正規表現で特殊なメタ文字を扱う場合や、バックスラッシュ"\\"が頻出する文字列を変換する場合、思わぬ挙動に悩まされることがあります。
例えば、\nという文字列を文字通り置換したいのに、改行文字として解釈されてしまうなどのケースです。

こうしたトラブルを防ぐためには、バックスラッシュを重ねてエスケープするなどのルールをしっかり把握し、replaceAllを呼び出す際に正しく記述しましょう。
プロジェクト内で約束事を定めておくと、チームメンバー間の混乱も減らしやすくなります。

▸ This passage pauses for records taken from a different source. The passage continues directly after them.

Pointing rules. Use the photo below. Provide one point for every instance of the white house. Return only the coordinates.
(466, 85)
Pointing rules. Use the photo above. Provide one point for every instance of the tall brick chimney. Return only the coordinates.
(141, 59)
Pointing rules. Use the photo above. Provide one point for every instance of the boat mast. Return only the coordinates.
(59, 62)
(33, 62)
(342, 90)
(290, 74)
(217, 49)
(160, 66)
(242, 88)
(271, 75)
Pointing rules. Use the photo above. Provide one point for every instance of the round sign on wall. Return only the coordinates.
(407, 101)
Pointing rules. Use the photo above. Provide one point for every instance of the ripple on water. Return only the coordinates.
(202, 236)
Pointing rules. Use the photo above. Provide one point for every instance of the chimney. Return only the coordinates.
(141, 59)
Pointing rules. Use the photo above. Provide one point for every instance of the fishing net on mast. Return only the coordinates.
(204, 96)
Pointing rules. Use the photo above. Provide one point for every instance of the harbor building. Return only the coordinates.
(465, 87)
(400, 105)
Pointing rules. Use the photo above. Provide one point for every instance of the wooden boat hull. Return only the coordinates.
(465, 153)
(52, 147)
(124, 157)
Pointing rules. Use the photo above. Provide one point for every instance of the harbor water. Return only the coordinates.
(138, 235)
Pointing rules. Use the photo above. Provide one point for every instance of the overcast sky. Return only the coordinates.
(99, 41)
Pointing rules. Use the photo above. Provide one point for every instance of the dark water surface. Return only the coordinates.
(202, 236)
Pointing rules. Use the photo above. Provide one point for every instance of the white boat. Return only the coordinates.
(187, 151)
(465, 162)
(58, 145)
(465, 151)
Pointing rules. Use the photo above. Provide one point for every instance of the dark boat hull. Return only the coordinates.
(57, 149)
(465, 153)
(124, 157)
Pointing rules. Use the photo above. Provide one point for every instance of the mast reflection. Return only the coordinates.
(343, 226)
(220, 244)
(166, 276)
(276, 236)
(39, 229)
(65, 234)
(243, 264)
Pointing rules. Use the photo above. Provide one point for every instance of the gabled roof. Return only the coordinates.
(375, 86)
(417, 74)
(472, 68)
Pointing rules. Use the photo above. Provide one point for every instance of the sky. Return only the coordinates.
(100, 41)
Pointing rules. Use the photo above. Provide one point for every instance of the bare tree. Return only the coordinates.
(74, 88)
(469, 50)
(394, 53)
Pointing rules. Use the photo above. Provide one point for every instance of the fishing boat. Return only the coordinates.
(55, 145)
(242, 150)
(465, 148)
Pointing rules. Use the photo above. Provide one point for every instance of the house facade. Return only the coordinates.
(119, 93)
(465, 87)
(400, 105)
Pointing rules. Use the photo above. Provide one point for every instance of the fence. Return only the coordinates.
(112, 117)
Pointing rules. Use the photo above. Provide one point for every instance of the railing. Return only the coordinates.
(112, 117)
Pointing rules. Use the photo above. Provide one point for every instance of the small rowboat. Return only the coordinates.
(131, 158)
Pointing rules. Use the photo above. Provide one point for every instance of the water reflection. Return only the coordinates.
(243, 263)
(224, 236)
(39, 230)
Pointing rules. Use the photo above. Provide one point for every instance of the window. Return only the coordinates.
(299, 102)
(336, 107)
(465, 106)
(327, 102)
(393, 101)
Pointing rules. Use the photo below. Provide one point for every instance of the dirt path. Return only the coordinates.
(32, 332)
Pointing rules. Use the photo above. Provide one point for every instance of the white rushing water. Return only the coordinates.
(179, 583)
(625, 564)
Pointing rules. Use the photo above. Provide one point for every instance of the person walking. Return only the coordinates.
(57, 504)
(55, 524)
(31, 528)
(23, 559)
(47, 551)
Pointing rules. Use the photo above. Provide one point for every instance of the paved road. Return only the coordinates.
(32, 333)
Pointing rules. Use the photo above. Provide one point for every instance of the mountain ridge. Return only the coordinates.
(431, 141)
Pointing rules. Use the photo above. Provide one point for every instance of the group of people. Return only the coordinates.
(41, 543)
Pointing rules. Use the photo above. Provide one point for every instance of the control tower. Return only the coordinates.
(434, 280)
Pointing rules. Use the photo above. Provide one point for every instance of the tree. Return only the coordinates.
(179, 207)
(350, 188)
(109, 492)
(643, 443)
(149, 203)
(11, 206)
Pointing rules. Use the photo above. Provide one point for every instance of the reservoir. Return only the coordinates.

思わぬ置換ミスを避けるためには、テスト時に特殊文字を含むパターンも必ずチェックしておくのがおすすめです。

まとめ

ここまで、JavaScriptのreplaceAllメソッドの基本や使い方、実務での活用事例、そして気をつけるべきポイントについて見てきました。
同じ文字列やパターンを何度も置換するとき、コードがすっきり書けてミスも減らせるのがreplaceAllの大きな魅力です。

ただし、あまりにも複雑な文字列パターンや巨大なデータを扱う場合は、処理速度や文字コードの違いにも気を配る必要があります。
適切な正規表現の書き方、実行環境でのサポート状況、そしてテストによる検証を欠かさず行い、安全かつ効率の良い開発をめざしてください。